Por essa razão, a Anvisa proibiu
a prescrição de anorexígenos como parte de formulações magistrais. Mas o que fazem aqueles interessados em burlar a lei? Prescrevem o anorexígeno separadamente e todos os demais componentes numa mesma fórmula; depois, mandam tomar uma cápsula de cada um, duas vezes ao dia.
O que faz a fama de determinada fórmula é o fato de os incautos
suporem que a composição foi criteriosamente dosada para seus
casos e de conhecerem alguém
que perdeu peso ao tomá-la.
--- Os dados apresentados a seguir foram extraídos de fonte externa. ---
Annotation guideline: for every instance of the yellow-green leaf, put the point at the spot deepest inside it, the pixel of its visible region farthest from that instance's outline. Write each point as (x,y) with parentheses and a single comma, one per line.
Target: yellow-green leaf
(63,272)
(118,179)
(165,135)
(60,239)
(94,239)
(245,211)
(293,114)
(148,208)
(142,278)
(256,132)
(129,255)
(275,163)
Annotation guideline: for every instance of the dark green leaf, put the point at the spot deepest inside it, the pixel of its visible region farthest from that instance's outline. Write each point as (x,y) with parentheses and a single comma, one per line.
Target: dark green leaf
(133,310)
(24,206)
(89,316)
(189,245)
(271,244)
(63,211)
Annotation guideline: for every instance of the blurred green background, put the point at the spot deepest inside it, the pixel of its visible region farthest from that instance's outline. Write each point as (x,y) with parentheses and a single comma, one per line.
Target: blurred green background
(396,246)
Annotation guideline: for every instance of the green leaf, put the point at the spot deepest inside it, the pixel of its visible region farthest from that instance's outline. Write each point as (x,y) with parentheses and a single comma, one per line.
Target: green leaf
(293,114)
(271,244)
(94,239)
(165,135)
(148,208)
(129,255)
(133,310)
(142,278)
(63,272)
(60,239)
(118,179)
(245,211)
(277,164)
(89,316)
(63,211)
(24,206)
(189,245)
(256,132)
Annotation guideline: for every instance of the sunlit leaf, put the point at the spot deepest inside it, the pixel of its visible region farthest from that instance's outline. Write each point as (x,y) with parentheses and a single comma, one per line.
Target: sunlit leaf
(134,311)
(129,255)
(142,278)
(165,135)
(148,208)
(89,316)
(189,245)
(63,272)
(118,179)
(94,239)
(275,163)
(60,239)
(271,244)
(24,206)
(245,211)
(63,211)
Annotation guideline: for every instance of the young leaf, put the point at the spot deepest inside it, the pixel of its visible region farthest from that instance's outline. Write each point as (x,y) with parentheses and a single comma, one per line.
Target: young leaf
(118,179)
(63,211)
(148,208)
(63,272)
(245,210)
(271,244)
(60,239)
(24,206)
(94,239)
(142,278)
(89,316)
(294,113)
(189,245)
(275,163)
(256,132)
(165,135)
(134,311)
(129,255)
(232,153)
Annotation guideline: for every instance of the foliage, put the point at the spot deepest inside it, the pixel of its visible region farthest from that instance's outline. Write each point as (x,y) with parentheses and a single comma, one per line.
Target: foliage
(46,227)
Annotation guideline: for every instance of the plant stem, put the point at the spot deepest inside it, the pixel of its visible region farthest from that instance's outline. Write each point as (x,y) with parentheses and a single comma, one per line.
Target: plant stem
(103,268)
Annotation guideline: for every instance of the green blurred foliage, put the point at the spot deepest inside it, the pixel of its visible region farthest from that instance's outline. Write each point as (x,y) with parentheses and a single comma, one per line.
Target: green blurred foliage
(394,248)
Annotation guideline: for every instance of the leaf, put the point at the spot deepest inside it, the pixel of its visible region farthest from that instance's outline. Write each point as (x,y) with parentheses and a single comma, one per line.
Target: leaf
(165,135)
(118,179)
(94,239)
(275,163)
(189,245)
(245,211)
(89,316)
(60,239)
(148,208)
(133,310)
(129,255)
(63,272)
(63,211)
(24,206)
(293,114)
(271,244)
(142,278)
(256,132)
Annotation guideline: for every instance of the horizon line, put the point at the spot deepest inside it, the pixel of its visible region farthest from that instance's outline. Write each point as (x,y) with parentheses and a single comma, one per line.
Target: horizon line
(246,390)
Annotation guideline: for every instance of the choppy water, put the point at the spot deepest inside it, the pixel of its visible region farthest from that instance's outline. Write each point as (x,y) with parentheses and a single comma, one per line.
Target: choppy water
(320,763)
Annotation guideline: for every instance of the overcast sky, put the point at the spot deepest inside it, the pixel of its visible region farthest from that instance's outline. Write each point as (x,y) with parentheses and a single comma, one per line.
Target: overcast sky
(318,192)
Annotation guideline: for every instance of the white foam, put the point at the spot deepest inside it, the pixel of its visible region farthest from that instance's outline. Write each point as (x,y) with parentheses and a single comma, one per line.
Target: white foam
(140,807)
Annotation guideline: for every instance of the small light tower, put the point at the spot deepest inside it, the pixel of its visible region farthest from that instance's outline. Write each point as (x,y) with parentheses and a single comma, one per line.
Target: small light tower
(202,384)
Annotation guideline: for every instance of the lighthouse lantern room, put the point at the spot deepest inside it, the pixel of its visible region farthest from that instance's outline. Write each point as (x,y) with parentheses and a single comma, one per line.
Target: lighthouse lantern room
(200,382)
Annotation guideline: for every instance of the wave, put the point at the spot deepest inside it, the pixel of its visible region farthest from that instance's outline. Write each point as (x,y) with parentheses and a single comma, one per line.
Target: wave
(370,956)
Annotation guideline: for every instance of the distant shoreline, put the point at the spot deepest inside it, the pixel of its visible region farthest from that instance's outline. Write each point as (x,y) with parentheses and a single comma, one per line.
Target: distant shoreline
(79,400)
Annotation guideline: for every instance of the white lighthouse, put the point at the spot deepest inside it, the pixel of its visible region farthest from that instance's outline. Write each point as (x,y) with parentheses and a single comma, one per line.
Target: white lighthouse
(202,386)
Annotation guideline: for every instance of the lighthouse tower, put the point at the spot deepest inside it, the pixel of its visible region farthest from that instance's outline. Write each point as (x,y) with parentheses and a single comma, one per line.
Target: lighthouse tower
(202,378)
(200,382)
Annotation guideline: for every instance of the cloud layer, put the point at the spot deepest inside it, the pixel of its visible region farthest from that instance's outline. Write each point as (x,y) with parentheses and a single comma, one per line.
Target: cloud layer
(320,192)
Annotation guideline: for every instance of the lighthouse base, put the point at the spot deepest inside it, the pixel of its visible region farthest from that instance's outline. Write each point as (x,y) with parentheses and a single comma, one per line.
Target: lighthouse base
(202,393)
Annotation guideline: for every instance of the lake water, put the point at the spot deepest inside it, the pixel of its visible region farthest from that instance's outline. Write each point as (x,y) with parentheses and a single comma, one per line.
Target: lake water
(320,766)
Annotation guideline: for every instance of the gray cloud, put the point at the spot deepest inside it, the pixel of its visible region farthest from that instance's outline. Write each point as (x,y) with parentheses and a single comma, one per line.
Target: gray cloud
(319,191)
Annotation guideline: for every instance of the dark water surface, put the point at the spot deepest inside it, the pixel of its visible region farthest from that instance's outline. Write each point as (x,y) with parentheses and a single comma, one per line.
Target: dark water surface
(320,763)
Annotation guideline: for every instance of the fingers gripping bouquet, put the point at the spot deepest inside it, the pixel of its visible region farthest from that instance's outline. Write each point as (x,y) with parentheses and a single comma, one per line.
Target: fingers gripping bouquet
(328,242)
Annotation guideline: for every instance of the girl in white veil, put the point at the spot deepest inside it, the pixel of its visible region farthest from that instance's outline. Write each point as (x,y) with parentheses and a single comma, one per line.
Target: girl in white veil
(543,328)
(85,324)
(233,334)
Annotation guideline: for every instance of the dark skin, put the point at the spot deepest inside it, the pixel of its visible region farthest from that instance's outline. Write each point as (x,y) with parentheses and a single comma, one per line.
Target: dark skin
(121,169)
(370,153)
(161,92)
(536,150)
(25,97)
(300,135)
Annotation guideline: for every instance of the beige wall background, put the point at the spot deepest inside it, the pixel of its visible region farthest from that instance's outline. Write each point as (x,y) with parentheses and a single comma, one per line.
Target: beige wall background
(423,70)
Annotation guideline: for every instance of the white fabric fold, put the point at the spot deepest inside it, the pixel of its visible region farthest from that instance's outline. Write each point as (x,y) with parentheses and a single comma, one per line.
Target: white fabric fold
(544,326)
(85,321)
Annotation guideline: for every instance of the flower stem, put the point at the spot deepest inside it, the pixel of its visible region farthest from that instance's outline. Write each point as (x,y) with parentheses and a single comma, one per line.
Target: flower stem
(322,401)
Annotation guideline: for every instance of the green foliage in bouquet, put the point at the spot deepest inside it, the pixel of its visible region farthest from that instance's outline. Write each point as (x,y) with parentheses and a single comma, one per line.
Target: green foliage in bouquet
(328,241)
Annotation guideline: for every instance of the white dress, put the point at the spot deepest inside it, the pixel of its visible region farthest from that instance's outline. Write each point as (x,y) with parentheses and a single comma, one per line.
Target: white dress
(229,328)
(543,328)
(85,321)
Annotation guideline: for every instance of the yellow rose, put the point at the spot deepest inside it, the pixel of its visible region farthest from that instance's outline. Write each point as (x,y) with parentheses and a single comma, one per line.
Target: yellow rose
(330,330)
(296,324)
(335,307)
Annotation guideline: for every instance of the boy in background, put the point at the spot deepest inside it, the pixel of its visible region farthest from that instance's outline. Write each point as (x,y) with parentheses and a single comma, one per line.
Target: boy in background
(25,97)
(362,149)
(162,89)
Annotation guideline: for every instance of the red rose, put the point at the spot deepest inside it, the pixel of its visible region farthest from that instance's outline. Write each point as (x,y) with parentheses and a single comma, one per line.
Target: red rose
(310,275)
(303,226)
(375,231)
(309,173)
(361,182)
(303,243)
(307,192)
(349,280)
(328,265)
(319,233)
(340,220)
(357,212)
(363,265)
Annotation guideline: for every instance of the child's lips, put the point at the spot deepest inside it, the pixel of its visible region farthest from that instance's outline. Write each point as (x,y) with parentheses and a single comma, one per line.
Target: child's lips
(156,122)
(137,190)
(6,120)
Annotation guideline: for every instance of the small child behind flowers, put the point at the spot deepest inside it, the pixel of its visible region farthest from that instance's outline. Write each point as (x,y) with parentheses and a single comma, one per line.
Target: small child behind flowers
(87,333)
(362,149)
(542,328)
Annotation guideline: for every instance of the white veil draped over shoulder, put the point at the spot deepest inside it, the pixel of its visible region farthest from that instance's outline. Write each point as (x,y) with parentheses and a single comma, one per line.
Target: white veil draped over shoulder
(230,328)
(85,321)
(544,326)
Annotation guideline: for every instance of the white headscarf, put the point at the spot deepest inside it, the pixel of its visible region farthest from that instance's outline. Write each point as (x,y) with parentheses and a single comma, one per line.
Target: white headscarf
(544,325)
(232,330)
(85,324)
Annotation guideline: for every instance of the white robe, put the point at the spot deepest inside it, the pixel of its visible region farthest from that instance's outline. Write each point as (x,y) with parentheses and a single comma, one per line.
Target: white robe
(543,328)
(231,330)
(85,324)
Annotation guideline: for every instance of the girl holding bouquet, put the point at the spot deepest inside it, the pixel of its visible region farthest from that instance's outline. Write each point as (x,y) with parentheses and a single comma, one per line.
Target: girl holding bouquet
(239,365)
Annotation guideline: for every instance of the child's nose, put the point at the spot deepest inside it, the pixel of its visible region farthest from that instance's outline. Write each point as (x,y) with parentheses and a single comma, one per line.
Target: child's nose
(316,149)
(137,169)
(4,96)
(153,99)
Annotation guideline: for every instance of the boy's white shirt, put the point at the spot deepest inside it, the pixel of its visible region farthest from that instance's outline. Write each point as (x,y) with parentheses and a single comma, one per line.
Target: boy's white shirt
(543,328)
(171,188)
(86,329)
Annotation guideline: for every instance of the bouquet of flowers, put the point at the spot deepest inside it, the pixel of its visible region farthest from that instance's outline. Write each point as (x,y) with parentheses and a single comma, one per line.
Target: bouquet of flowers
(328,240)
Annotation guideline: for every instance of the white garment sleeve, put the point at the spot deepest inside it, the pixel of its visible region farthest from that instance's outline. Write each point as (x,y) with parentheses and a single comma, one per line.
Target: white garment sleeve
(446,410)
De
fato, há pessoas que emagrecem
até dez quilos no primeiro mês de
tratamento, mas, daí em diante, a
perda fica progressivamente lenta, até que o ponteiro da balança
pára de se mover e retoma a caminhada inexorável para o alto.
Com a auto-estima rebaixada e
achacados por uma constelação
de efeitos colaterais, os usuários,
então, interrompem o tratamento
e entram em crise de abstinência
pela falta da anfetamina e do
benzodiazepínico: sonolência,
apatia, fraqueza, depressão, falta
de memória, ideação suicida. A
esses sintomas acrescentam-se os
do hipotireoidismo, porque a tireóide previamente bombardeada pelas doses excessivas de hormônio declara greve por tempo
indeterminado.
Derrotados em seu propósito de
perder peso, os ex-usuários recuperarão num instante os quilos
perdidos e ganharão outros mais
até ouvirem falar na próxima fórmula milagrosa.